Sansevieria is the botanical name of a group of succulent plants of African origin that go by many different common names – bowstring hemp, devil’s tongue and snake plant along with the well-known mother-in-law version are bur some of them. The most commonly cultivated species is Sansevieria trifasciata that originates from Central Africa. Various different hybrid forms and selections are used as ornamental foliage plants for indoors and out in the garden. The variegated leathery leaves are held in an upright rosette creating a stately appearance. The major virtue of these plants is their ability to “thrive on neglect”. They cope with heat and sunshine, drought and deep-shade, occasional flooding and high humidity along with poor soils. Not many other plants are so adaptable and accommodating.

Flowers are borne in spikes that emerge from below ground level and are held amongst the leaves which tend to obscure them somewhat. Colours vary from cream to green and brown to purple.
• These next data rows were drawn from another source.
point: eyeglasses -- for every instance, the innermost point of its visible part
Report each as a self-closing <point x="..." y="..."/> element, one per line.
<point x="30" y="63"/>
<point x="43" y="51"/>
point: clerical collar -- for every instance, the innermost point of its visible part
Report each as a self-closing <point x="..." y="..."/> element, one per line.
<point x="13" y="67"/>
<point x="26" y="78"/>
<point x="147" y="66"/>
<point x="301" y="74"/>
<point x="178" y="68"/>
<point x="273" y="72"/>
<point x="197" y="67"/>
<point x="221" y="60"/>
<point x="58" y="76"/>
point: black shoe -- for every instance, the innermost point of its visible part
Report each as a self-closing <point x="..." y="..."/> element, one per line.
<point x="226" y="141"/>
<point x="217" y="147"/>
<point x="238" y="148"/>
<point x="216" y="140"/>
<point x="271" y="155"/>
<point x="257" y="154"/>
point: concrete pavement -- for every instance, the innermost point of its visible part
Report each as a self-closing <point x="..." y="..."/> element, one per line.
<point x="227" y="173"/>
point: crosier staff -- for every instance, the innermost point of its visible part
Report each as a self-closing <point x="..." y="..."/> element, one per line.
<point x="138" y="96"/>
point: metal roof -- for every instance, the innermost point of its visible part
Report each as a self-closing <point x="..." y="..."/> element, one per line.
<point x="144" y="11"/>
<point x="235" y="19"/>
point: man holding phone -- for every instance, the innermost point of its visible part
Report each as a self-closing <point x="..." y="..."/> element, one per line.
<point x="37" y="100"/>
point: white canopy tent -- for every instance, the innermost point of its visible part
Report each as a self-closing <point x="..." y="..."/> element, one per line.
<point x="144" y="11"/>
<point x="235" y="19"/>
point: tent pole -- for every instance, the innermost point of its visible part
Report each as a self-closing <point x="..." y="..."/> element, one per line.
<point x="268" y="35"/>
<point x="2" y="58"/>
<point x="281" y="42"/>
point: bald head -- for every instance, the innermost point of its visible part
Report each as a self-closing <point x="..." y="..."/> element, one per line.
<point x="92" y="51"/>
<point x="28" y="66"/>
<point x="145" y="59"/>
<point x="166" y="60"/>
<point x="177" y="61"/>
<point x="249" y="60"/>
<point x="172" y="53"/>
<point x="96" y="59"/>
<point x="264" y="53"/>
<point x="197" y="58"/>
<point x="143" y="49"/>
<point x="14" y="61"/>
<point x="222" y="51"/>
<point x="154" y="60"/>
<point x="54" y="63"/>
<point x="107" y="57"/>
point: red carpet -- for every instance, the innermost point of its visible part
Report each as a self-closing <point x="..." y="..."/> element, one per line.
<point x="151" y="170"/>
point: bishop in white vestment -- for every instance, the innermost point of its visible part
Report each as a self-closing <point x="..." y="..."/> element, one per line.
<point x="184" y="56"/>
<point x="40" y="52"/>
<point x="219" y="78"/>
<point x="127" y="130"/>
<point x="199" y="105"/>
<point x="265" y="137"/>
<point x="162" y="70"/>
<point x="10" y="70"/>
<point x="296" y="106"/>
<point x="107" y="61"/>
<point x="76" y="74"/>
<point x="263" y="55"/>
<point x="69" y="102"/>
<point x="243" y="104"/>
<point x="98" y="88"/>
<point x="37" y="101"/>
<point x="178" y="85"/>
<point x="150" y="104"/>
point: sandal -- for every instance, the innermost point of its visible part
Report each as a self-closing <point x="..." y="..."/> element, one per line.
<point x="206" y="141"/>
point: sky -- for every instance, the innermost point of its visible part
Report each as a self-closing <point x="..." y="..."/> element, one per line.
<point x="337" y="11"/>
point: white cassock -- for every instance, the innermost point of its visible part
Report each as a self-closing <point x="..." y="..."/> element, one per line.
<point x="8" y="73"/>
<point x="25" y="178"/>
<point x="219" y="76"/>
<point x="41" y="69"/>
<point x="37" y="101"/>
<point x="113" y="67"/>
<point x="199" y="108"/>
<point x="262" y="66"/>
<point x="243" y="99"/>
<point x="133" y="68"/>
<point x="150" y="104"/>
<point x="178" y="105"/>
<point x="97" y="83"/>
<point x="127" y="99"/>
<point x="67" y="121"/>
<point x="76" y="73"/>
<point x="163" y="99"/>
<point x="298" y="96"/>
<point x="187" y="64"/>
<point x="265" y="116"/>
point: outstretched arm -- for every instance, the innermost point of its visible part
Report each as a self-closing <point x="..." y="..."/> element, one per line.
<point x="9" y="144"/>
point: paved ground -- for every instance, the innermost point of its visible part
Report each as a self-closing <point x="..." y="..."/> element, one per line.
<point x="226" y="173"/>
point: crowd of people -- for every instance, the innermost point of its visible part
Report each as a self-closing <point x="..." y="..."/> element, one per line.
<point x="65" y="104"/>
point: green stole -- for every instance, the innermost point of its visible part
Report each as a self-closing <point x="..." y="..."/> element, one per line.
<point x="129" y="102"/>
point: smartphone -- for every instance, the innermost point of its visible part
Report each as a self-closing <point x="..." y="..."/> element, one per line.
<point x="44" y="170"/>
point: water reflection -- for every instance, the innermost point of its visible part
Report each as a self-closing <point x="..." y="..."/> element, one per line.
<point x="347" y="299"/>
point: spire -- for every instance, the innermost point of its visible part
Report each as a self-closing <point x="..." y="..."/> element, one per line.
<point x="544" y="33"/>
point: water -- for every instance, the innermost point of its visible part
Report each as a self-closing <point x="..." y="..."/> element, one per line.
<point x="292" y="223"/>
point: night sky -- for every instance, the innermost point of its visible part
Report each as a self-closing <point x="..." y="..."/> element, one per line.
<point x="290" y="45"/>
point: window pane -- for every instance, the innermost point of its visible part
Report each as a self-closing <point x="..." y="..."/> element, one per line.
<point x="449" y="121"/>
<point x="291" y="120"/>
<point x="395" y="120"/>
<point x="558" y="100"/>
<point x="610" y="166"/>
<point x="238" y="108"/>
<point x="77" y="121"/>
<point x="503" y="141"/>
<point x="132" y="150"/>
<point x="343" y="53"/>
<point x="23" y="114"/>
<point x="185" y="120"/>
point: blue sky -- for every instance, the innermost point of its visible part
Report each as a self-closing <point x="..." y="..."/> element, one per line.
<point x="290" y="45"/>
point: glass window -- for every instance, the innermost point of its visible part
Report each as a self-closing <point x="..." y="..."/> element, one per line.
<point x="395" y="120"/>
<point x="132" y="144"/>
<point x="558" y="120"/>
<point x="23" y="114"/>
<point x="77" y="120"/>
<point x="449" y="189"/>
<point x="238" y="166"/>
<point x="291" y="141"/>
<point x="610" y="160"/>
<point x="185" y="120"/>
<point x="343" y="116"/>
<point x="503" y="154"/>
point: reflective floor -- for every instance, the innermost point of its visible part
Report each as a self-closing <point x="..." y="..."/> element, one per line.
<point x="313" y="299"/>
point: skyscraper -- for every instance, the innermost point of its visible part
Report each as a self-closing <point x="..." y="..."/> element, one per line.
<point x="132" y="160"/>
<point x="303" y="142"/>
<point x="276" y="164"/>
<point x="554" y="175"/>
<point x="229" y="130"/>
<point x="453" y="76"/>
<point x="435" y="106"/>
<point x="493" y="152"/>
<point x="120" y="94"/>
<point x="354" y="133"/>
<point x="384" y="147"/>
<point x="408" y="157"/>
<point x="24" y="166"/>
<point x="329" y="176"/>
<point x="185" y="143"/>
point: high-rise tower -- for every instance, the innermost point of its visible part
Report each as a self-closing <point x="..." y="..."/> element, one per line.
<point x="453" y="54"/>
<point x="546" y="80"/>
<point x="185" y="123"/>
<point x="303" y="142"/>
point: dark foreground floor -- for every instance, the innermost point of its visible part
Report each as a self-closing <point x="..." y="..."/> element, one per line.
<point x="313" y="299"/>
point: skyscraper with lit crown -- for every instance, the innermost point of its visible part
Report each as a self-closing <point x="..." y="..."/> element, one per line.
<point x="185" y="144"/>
The foliage is far more attractive than the flowers which are often left completely unnoticed.

Use tall (30 to 60 cm) Sansevieria plants as indoor specimens either individually or in groups. Outdoors they are useful for very shaded frost free positions. Some of the shorter forms only grow 15 to 20 cm high and are good as groundcovers in the garden or in smaller pots and containers in the home. Despite their toughness and resilience, they do benefit from regular watering, feeding and a rinse down for those that collect dust indoors.